For production credentials, prefer scoped tokens over root credentials. Most services expose fine-grained permission models; use them. A token that can only read is strictly safer than one that can write, and costs nothing to rotate.

Log review is easier if you redirect MCP subprocess stderr to a file. Most editors do this by default, but not all surface the log path. On macOS, check ~/Library/Logs/Claude/ or the Cursor equivalent.

The Google Sheets MCP server is the right default for any workflow that already touches Google Sheets regularly. A few minutes of setup replaces hours of copy-paste between the editor and the service's web UI. Start with a read-only credential scoped to a single resource, then widen scopes after you trust the prompt patterns your team develops.

Guides

Frequently asked questions

Should I use OAuth2 or a Service Account?

Service Account for automation and shared team workflows. OAuth2 for personal use when you want Claude to touch only sheets you own. Service accounts cannot access a sheet until it is explicitly shared with the account email.

How do I find a spreadsheet ID?

It is the 44-character string in the URL between `/d/` and `/edit`. For example `https://docs.google.com/spreadsheets/d/1A2B3C.../edit` gives you `1A2B3C...`. Copy that exact string into your prompt.

Can it read cell formulas or only values?
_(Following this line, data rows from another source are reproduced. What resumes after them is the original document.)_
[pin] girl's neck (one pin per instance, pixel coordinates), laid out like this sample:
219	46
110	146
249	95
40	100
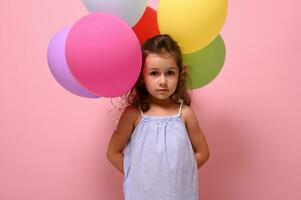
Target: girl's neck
160	102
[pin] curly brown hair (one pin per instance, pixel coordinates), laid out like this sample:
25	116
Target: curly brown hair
160	44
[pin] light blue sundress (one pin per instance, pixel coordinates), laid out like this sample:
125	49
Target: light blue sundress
159	161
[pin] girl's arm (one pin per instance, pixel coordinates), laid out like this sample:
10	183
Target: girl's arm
120	137
196	136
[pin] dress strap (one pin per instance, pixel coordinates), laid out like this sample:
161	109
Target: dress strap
180	110
140	110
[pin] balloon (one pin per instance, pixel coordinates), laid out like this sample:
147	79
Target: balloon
205	64
128	10
147	26
58	65
103	54
153	4
194	24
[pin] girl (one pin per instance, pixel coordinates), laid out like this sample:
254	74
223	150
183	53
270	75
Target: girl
158	144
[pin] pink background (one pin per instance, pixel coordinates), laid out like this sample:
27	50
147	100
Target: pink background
53	143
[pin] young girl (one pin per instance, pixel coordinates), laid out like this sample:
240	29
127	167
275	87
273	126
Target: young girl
158	144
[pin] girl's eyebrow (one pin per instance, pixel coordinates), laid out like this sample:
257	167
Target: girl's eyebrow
154	68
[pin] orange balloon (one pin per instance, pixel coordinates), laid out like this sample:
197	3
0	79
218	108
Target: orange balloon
147	26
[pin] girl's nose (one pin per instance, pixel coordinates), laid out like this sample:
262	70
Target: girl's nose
163	80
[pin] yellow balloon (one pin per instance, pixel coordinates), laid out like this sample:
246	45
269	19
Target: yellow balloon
192	23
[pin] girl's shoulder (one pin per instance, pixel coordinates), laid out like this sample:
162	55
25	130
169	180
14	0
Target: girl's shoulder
187	113
131	113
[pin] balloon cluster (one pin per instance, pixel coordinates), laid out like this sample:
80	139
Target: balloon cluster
100	55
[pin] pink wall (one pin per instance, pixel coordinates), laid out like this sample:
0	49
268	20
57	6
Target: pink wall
53	143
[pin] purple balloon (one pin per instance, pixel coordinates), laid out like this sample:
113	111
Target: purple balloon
59	67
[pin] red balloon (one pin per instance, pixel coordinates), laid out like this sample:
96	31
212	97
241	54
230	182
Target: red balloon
147	26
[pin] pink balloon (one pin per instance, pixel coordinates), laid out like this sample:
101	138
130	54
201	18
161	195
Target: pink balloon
103	54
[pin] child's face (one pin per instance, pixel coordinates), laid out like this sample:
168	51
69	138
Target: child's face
160	75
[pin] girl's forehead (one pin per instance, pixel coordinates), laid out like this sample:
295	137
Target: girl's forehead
160	61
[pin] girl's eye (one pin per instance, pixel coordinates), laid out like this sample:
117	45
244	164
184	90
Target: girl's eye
170	72
153	73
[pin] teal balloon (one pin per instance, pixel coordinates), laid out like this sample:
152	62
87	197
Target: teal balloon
129	11
204	65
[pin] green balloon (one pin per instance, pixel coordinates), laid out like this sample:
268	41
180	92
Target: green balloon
204	65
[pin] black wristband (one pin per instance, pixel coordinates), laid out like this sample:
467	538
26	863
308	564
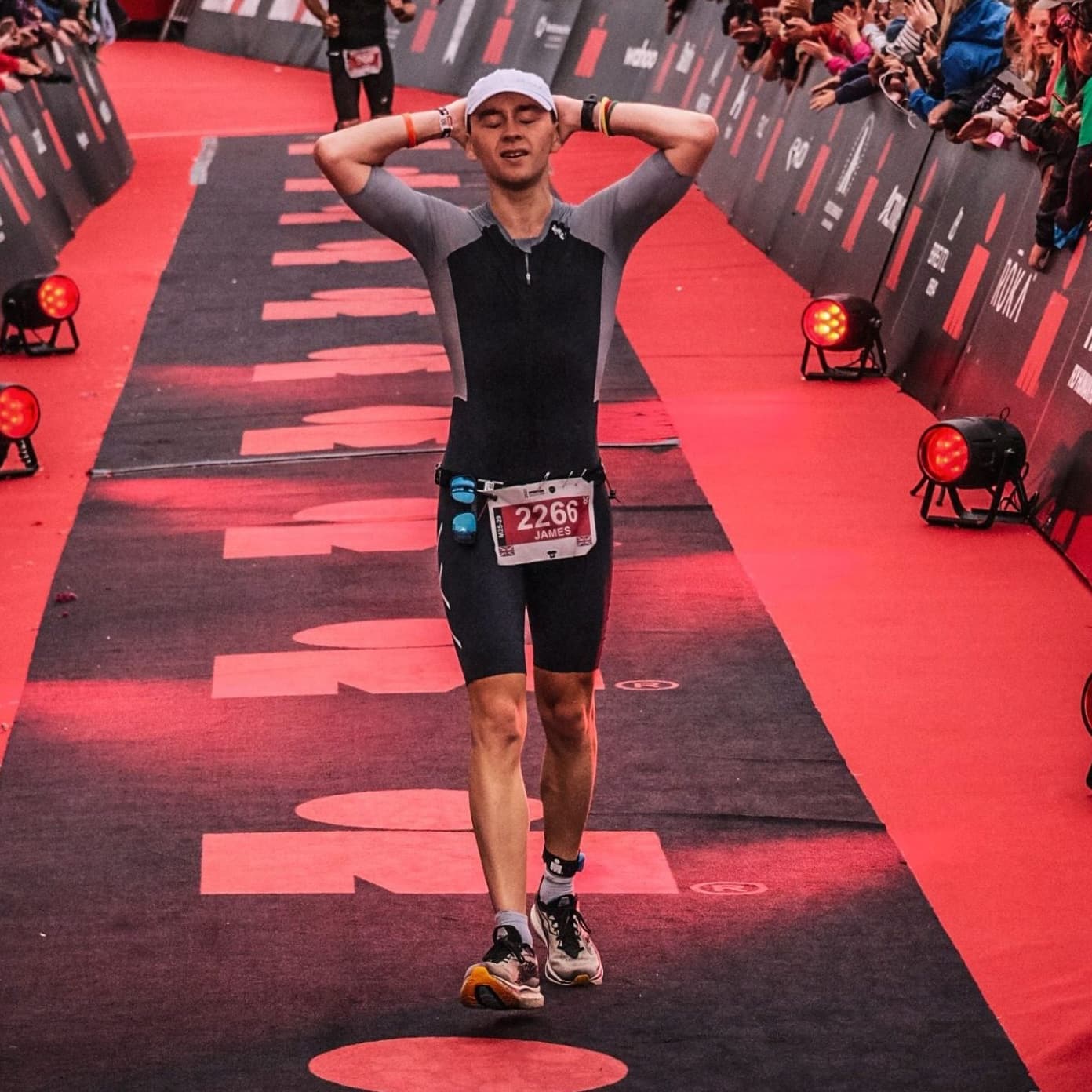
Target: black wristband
588	114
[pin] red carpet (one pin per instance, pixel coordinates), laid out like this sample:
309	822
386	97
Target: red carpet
946	665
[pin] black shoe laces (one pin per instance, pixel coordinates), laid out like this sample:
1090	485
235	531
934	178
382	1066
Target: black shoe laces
569	922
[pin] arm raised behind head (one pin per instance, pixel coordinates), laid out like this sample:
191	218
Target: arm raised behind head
685	136
348	155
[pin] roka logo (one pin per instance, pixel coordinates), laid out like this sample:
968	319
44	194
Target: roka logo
797	154
641	56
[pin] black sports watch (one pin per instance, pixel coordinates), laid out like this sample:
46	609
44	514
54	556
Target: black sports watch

By default, the server returns computed values. To see the raw formula, pass `valueRenderOption=FORMULA` in the read call. The server does not evaluate formulas on your behalf - Google does.

Does it work with Google Workspace domain-restricted sheets?

Yes for OAuth2 if your workspace allows personal OAuth consent for Sheets. Some admin-managed workspaces block it; ask your admin or use a Service Account with sharing.

How fast is it on large sheets?

A 5,000-row read takes about 1-2 seconds. A 50,000-row read takes 10-15 seconds and often hits timeouts. For big data, move it to a real database and point Claude there instead.

Can I write formulas through the server?

Yes. Pass the formula as a string starting with `=`, like `=SUM(A1:A10)`. Sheets evaluates the formula on write and the next read returns the computed value. Be careful with formula-generated prompts - a bad formula can overwrite important data.